The 2025 Hyundai Ioniq 5 starts at $42,600 and offers up to 318 miles of range, making it one of the more competitive EVs on the market. Its retro styling certainly helps it stand out from the crowd, but it's the standard ultra-fast charging that truly sets it apart. The ultra-fast charging system is capable of handling speeds up to 350 kW, which charges the Ioniq 5's 84 kWh battery from 10% to 80% in as little as 20 minutes.
The Kona Electric, on the other hand, proves to be a budget-friendly EV, starting at $32,975. The crossover features up to 261 miles of range, making it a competitive model, especially at a sub-$35,000 price point. The Kona Electric features DC fast charging that's capable of achieving an 80% charge in 43 minutes.

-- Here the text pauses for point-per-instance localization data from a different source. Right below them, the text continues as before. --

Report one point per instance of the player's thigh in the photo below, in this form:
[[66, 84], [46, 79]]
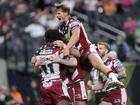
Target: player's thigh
[[80, 103], [86, 74], [95, 59], [63, 102], [105, 103]]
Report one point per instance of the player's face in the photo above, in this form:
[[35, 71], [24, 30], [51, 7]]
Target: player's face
[[60, 15], [102, 50]]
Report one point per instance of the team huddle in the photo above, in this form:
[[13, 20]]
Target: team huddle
[[66, 60]]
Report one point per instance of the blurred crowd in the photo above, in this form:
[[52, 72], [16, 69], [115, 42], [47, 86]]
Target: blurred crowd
[[24, 22]]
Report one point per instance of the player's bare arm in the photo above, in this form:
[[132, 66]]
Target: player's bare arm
[[73, 51], [73, 40], [70, 61]]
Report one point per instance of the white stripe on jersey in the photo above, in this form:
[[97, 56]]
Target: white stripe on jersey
[[65, 89], [83, 90], [123, 96], [74, 74]]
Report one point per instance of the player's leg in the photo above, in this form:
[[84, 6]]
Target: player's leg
[[63, 102], [80, 103], [97, 62], [86, 74], [80, 93], [105, 103]]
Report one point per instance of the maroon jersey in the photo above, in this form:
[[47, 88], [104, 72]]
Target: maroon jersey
[[66, 29]]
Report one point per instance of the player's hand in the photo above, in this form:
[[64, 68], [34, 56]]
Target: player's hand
[[66, 51], [39, 62], [59, 43], [55, 58]]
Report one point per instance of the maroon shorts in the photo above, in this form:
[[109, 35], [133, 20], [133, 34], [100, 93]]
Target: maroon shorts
[[53, 92], [116, 97], [72, 95], [85, 64], [80, 91]]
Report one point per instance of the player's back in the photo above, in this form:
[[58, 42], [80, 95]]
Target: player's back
[[49, 70]]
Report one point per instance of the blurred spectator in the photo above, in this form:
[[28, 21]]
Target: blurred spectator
[[79, 6], [34, 95], [122, 48], [137, 39], [35, 29], [41, 16], [16, 95], [109, 7], [5, 97], [127, 3], [130, 27]]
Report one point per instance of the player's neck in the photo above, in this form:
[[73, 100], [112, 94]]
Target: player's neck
[[105, 57], [66, 20]]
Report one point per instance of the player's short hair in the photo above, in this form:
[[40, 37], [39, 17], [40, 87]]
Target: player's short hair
[[63, 7], [53, 35], [107, 46]]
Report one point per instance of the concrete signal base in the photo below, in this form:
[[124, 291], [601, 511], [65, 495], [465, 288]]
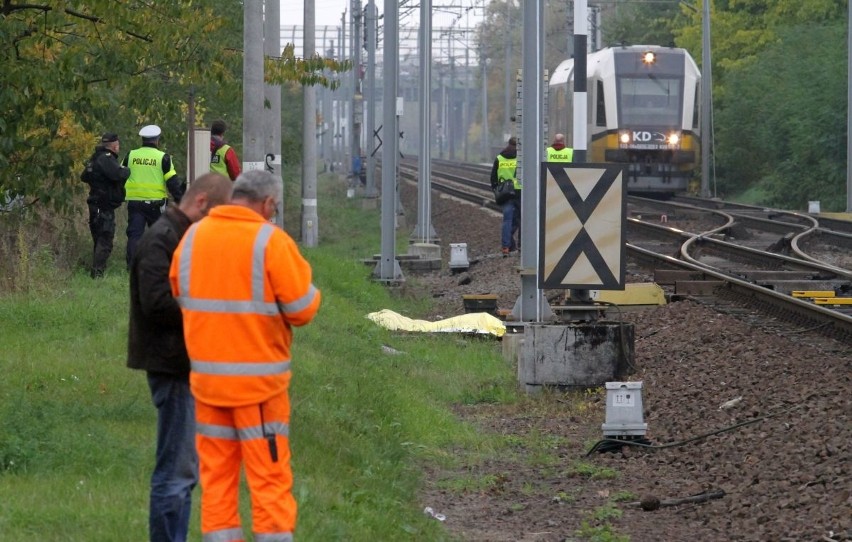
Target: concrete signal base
[[575, 355]]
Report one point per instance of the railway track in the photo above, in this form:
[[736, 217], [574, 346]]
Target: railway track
[[739, 256]]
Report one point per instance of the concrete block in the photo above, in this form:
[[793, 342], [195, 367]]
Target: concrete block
[[581, 355]]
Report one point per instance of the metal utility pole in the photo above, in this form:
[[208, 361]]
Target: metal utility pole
[[272, 94], [424, 232], [310, 219], [371, 23], [508, 67], [253, 155], [357, 98], [388, 269], [706, 101], [580, 83]]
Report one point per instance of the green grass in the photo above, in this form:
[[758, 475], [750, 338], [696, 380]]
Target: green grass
[[77, 427]]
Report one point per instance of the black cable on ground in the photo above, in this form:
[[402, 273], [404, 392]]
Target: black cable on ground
[[609, 445]]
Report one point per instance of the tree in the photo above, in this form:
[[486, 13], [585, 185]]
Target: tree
[[780, 127], [73, 70]]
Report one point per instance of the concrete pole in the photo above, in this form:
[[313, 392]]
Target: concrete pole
[[370, 28], [424, 233], [388, 269], [325, 99], [849, 113], [310, 219], [486, 152], [706, 102], [339, 100], [466, 111], [531, 306], [253, 155], [272, 94], [507, 128]]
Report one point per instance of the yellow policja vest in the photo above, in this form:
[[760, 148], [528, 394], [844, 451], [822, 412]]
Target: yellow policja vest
[[217, 161], [147, 180], [506, 170], [564, 155]]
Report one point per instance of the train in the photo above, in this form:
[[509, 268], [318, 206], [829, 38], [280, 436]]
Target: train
[[643, 111]]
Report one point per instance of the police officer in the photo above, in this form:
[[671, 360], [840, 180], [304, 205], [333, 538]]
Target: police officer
[[106, 178], [223, 157], [505, 169], [152, 180], [558, 152]]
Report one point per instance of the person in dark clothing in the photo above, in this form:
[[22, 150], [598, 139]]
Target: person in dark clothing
[[223, 157], [156, 345], [504, 169], [105, 177]]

Prior to its April shutdown, Hyundai temporarily halted production in February due to its domestic sales numbers. The automaker had sold just 75 Ioniq 5 models in South Korea in January. The Ioniq 5 fell short of expectations in 2024 as well, with 16,600 units sold in the automaker's home country.
While the South Korean production facility may be experiencing a halt in production, it's business as usual in the United States. Hyundai's Metaplant in Georgia produces the Ioniq 5 alongside the Ioniq 9 EV. The Kona Electric, however, is exported from South Korea to various markets, including the United States and Europe.
In late March, Hyundai announced a $21 billion investment in the United States. Those funds will go towards opening a new steel plant, increasing United States production capacity, and expanding partnerships with United States companies.
Hyundai is offering incentives to spur sales
Cooling EV sales are largely a result of countries changing their policies towards EV adoption. The United States, Canada, and several European countries, including Germany, recently made changes to their subsidy programs that had helped drive EV sales. That's not to mention the looming threat of tariffs and EV policy changes from the Trump administration.
In response to sluggish EV sales, Hyundai has turned to zero-interest financing deals in North America and down payment assistance in several European countries. Unfortunately, those incentives haven't proved as fruitful as the South Korean automaker had hoped.
Earlier this month, Hyundai stated it would keep the sticker prices on its current models steady until June 2nd. The program is an effort to ease consumer concerns regarding vehicle prices amid uncertainty caused by tariffs.
Hyundai isn't the only automaker looking to incentivize new vehicle sales. Ford plans to offer employee pricing to all consumers through June 2nd and Stellantis is currently offering employee pricing or cash incentives through April 30th.
Final thoughts
Hyundai is coming off a fantastic year in the United States, but that doesn't seem to be the case in its domestic market. The Korean automaker's production was put on hold in February due to domestic sales, but now, slowing sales have spread to its foreign markets as well. Government policies regarding EVs have been uncertain and, in some cases, erratic, which has led to a cooling market. With eight months left to go in 2025, EVs still have a chance to bounce back. That said, with Tesla's sales in a freefall, Hyundai has an opportunity to carve out more market share for itself - if the automaker can figure out how to further incentivize consumers.